Over the summer, Kruk is volunteering at several urban gardens located in predominantly low-income, African American communities to explore the encroachment and process of gentrification. At the gardens, she is conducting interviews, observing day-to-day activities, and studying their employees, management, and the path the food takes from the garden to the table. She hopes how discover “how urban gardens reflect the race and class politics spatially across neighborhoods in the city of Chicago.”

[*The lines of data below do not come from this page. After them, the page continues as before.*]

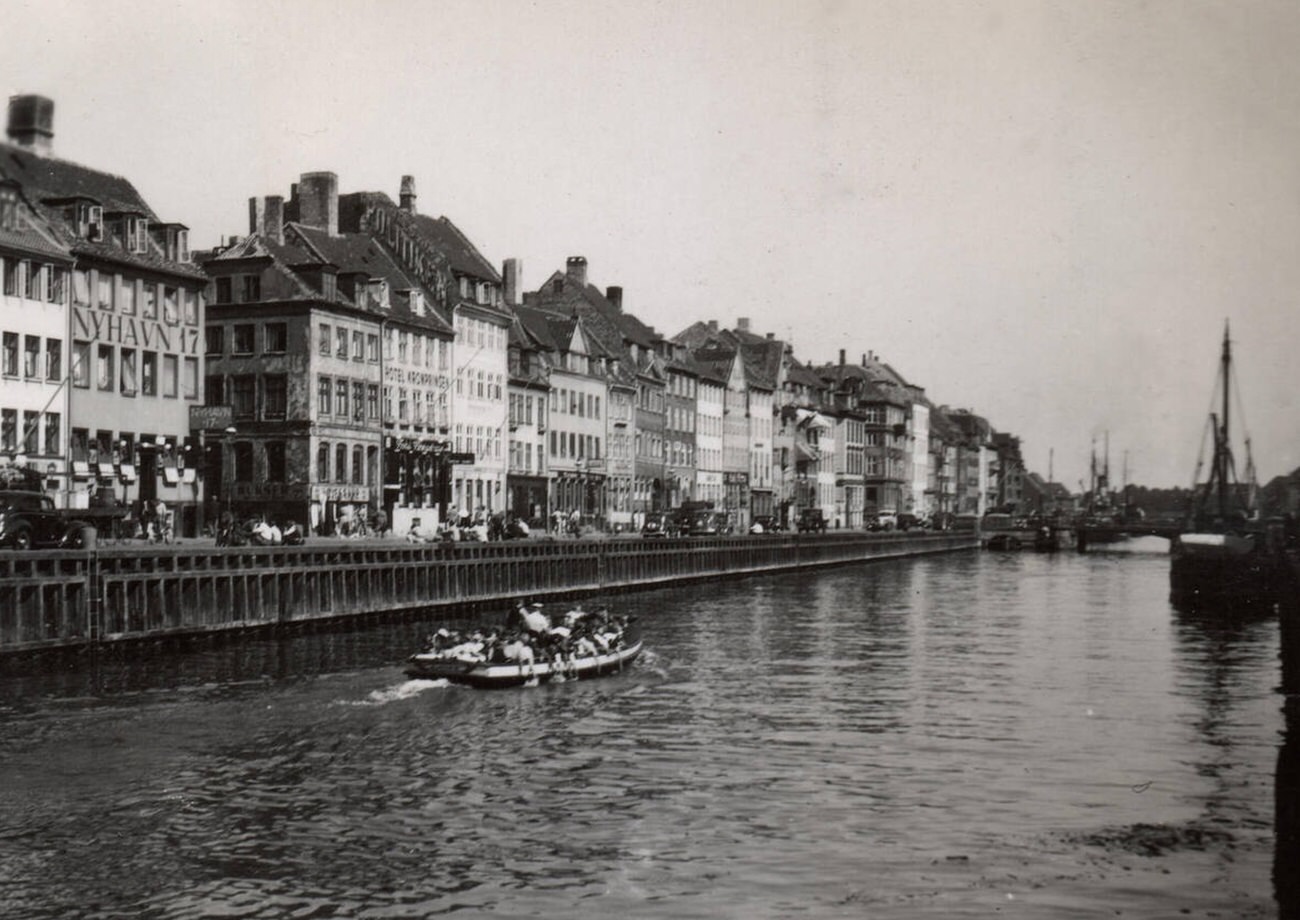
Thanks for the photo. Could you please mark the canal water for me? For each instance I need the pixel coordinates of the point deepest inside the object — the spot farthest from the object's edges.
(962, 736)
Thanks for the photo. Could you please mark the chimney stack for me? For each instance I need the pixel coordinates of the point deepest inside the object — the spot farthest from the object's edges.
(407, 195)
(31, 122)
(273, 218)
(510, 272)
(576, 269)
(317, 202)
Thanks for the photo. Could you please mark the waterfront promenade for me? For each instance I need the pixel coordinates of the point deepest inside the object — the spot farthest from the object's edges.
(121, 594)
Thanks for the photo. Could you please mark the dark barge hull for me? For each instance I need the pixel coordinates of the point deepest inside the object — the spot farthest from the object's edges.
(484, 675)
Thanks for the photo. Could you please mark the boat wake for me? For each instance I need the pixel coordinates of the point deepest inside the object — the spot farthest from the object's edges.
(398, 691)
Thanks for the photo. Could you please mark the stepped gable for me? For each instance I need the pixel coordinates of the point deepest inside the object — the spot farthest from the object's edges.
(50, 182)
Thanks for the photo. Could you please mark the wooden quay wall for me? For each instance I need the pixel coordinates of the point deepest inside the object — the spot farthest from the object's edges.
(76, 598)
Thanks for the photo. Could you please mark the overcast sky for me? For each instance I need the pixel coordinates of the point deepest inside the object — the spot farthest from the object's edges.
(1039, 211)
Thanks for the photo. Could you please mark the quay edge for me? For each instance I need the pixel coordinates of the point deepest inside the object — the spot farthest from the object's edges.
(69, 599)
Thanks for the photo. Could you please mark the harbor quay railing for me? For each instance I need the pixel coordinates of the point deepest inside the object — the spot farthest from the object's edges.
(74, 598)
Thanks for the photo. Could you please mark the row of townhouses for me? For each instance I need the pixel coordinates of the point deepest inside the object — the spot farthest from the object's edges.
(352, 355)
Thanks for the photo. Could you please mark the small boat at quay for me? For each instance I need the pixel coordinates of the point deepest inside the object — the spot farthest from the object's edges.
(529, 650)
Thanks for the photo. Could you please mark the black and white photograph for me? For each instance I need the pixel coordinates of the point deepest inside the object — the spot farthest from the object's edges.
(650, 459)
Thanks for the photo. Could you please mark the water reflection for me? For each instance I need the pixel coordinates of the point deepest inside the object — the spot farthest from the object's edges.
(924, 736)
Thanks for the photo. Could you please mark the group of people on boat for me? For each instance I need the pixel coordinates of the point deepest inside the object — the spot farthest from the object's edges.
(529, 637)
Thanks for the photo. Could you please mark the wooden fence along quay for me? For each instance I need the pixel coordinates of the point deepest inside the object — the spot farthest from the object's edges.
(111, 595)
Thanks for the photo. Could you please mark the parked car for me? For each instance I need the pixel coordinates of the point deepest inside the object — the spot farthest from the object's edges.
(709, 524)
(884, 520)
(29, 520)
(659, 524)
(811, 520)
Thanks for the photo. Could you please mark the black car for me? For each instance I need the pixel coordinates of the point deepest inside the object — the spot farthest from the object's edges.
(30, 520)
(811, 520)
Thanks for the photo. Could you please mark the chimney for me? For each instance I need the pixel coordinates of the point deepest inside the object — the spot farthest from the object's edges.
(510, 272)
(407, 195)
(256, 215)
(273, 224)
(317, 202)
(31, 124)
(576, 269)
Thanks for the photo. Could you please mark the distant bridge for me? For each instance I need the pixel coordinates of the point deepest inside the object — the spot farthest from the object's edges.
(1110, 533)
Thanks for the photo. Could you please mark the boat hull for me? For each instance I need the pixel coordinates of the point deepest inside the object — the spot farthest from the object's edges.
(484, 675)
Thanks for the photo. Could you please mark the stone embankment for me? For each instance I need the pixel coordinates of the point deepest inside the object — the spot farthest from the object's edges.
(113, 595)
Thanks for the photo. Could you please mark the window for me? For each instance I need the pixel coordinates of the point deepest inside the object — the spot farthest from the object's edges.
(30, 432)
(276, 393)
(105, 290)
(274, 460)
(129, 381)
(213, 390)
(277, 337)
(242, 341)
(52, 434)
(9, 359)
(126, 296)
(341, 398)
(104, 377)
(150, 373)
(31, 356)
(81, 364)
(243, 395)
(53, 359)
(169, 373)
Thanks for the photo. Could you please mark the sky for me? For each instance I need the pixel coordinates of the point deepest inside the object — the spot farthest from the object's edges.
(1043, 212)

Kruk’s interest in urban social justice began in high school when, on her way to school every day, she passed Cabrini-Green, “a very, very infamous housing unit that was built decades ago and was meant primarily for African Americans in Chicago.” In the opposite direction, she recalls, “you had Michigan Avenue, State Street, and the Watertower Mall and the lakefront and skyscrapers.” Back then, she “was always sort of confused as to how those two worlds could live so closely together, and yet be so far apart.”
Fast forward a few years, and Kruk, a sociology major and earth and oceanographic studies minor, took a class taught by Assistant Professor of Earth and Oceanographic Science Emily Peterman called Earth, Ocean and Society, which explored natural resources and how humans use them. The class also discussed resource access, an issue that the urban gardens Kruk is working on seek to address. She says that the class was “right up my alley…I realized that I could do something like that as research or as an academic pursuit.”

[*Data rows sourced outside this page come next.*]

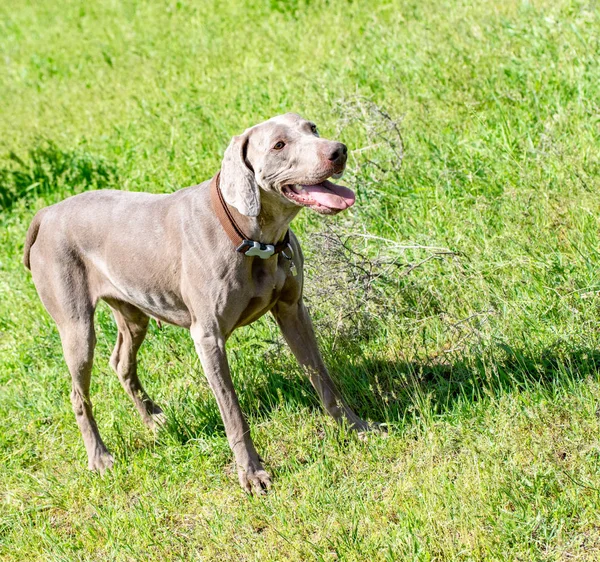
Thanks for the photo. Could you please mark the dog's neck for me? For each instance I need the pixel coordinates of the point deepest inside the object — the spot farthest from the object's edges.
(272, 223)
(273, 220)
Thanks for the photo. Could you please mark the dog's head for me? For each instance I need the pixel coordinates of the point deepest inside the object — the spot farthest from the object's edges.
(285, 156)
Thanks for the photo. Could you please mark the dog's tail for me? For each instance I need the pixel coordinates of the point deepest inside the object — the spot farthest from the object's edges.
(31, 236)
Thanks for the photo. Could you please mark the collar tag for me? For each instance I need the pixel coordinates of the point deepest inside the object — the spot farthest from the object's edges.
(263, 251)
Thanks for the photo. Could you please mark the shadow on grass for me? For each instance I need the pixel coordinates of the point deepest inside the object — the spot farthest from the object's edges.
(393, 391)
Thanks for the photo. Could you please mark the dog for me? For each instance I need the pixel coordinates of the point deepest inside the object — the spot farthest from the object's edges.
(209, 258)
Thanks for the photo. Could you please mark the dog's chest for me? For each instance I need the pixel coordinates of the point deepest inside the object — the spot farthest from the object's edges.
(268, 280)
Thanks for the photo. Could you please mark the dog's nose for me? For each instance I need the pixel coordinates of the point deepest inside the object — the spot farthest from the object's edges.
(338, 153)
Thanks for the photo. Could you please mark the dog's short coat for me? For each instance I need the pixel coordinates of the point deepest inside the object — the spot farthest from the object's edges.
(168, 257)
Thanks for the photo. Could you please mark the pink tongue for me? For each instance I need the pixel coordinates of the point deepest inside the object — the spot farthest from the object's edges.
(331, 195)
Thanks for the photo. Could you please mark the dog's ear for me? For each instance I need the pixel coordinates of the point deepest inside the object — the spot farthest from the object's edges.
(237, 180)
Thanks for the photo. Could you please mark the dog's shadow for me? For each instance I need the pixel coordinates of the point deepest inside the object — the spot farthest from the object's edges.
(392, 391)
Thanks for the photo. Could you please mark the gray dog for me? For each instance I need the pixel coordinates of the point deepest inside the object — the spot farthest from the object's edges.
(209, 258)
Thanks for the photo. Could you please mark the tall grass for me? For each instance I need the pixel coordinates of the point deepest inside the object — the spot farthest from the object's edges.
(457, 301)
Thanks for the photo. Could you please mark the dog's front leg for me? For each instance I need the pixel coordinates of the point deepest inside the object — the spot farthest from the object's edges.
(295, 323)
(210, 346)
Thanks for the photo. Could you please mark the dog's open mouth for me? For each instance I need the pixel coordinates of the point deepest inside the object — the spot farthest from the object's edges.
(326, 197)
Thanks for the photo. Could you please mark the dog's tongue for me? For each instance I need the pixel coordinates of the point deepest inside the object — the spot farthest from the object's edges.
(331, 195)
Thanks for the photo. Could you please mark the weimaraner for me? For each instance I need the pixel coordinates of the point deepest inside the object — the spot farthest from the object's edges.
(174, 257)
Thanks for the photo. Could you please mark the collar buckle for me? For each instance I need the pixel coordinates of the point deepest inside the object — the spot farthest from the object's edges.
(263, 251)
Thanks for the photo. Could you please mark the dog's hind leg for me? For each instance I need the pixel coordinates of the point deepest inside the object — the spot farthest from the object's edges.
(63, 288)
(133, 325)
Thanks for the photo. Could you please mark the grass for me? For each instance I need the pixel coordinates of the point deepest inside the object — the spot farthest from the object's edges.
(458, 300)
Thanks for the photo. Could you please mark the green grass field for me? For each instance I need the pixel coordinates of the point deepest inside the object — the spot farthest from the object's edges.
(458, 300)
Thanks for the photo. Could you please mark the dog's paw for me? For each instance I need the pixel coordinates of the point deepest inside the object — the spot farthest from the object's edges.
(254, 479)
(101, 462)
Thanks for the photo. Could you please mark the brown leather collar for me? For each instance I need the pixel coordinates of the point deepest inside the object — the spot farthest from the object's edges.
(239, 240)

Kruk, a rising senior, now is pursuing this interest as a summer research project. “I figured what better place to start with than something that is close to home…that I’ve been interested in for some time, and…that would contribute to my community,” she said. As a volunteer, she can help cultivate these gardens as well as the other programs that usually exist alongside them, and in that way that address the systemic problems in Chicago like hunger, crime, and poverty. “A lot of these urban gardens… serve the community either through job placement programs or education programs or even childcare,” Kruk says, and she is planning on teaching a class on environmental racism and Chicago’s food deserts at one of the gardens in the coming weeks.
So far, Kruk has observed that, with the influx of Panera Breads, Starbucks and higher rents into some previously poor neighborhoods, some urban gardens have ceased to serve the community they once did, as these communities have become gentrified and those with low income have been forced to move out, while more white, more wealthy, demographics replace them. Selling the fresh produce to these wealthier communities makes the gardens more money. Meanwhile, other gardens have chosen to move deeper into the projects and into places where it is still hard to find fresh food, areas often referred to as “food deserts.” Kruk is examining the management of these gardens to see how their influence have caused the gardens to transition over time.

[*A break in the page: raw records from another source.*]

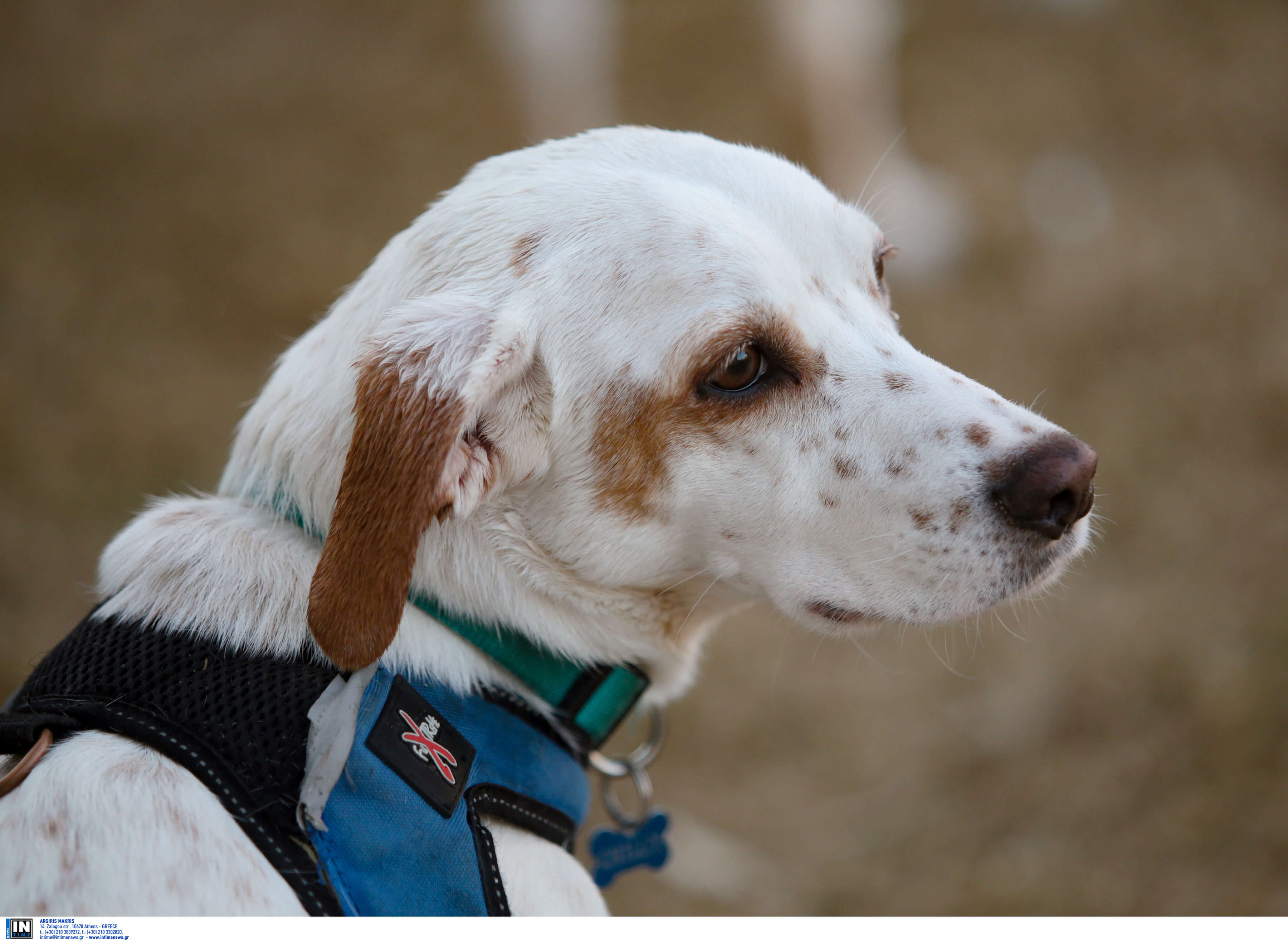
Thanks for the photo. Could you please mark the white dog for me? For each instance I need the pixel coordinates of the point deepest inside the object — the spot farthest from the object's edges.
(594, 369)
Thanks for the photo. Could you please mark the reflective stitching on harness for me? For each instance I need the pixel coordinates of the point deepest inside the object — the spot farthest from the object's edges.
(277, 851)
(491, 800)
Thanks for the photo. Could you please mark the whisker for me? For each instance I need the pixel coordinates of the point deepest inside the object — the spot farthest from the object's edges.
(680, 629)
(683, 581)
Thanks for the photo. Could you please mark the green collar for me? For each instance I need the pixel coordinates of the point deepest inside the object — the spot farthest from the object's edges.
(589, 701)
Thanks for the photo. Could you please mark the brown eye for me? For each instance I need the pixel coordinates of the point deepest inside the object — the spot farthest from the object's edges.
(740, 372)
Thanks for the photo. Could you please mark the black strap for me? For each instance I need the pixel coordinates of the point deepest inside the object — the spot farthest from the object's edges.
(240, 725)
(238, 722)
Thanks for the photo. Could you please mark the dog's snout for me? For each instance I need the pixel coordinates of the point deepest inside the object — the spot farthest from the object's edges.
(1049, 487)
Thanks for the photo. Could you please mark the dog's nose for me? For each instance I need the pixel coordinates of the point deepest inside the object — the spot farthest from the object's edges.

Kruk was astonished to find that many individuals that she encountered at the garden who support organic, local food movements were unaware that they were originally created to serve low-income communities, and were now being used by people who could easily shop at Whole Foods or the farmers market every day. “It somewhat shocked me as to how blinded people could be despite being so close to the problem,” she recalls.
Although Kruk admits that volunteering on a garden for several hours day can seem idealistic, her work has been far from easy. While physically taxing (particularly for a person who does not describe herself as “outdoorsy”), the divisions that still exist in Chicago add difficulty to her research. “I kind of have to prove my worth to people who are already at the gardens. Despite the fact that I am from Chicago there are a lot of divisions among those who are from the North Side versus the West Side versus the South Side,” she said. “It’s not like I could automatically gain trust form those who have been there for years or really get people to open up to me in a meaningful way.”
The violent acts of racial hatred that occurred this summer have made the racial and class inequalities that Kruk is researching particularly salient. However, she says that her research has made her better able to cope with them.
She recalls being assigned the task of weeding one of the gardens the day of she got the news about the Charleston shooting. “Having a conversation about that while we were gardening…was very cathartic and a really wonderful way to be talking about national news with people who I didn’t really know that well,” she said. “The only thing we share was that we were both currently in Chicago and both working on this soil.”
When Kruk returns to campus in the fall, she plans to write a thesis on her summer research. But to her, this project is much more than just a paper. It’s about letting people know about all the important work that happens when these gardens are able to serve the communities they were created to assist, whether that be by providing fresh fruits and vegetables, education, job placements, or a place to relax. In her words, “If the one thing that I can contribute is letting people know that this exists and people are doing wonderful work in Chicago, then I have to do it.”